On 04.11.2021 01:25, Sean Christopherson wrote:
From: Maciej S. Szmigiero <maciej.szmigiero@xxxxxxxxxx>
Memslot ID to the corresponding memslot mappings are currently kept as
indices in static id_to_index array.
The size of this array depends on the maximum allowed memslot count
(regardless of the number of memslots actually in use).
This has become especially problematic recently, when memslot count cap was
removed, so the maximum count is now full 32k memslots - the maximum
allowed by the current KVM API.
Keeping these IDs in a hash table (instead of an array) avoids this
problem.
Resolving a memslot ID to the actual memslot (instead of its index) will
also enable transitioning away from an array-based implementation of the
whole memslots structure in a later commit.
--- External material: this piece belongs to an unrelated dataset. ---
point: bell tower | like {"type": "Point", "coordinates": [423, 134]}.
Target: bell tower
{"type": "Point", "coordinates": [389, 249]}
Signed-off-by: Maciej S. Szmigiero <maciej.szmigiero@xxxxxxxxxx>
Co-developed-by: Sean Christopherson <seanjc@xxxxxxxxxx>
Signed-off-by: Sean Christopherson <seanjc@xxxxxxxxxx>
---
include/linux/kvm_host.h | 16 +++----
virt/kvm/kvm_main.c | 96 +++++++++++++++++++++++++++++++---------
2 files changed, 84 insertions(+), 28 deletions(-)
(..)
@@ -1259,17 +1257,49 @@ static int kvm_alloc_dirty_bitmap(struct kvm_memory_slot *memslot)
return 0;
}
+static void kvm_replace_memslot(struct kvm_memslots *slots,
+ struct kvm_memory_slot *old,
+ struct kvm_memory_slot *new)
+{
+ /*
+ * Remove the old memslot from the hash list, copying the node data
+ * would corrupt the list.
+ */
+ if (old) {
+ hash_del(&old->id_node);
+
+ if (!new)
+ return;
+ }
+
+ /* Copy the source *data*, not the pointer, to the destination. */
+ if (old)
+ *new = *old;
This way of writing it (that, is re-checking whether "old" is not-NULL)
suggests that it could have been set to NULL inside the previous block
(since the last check), which isn't true.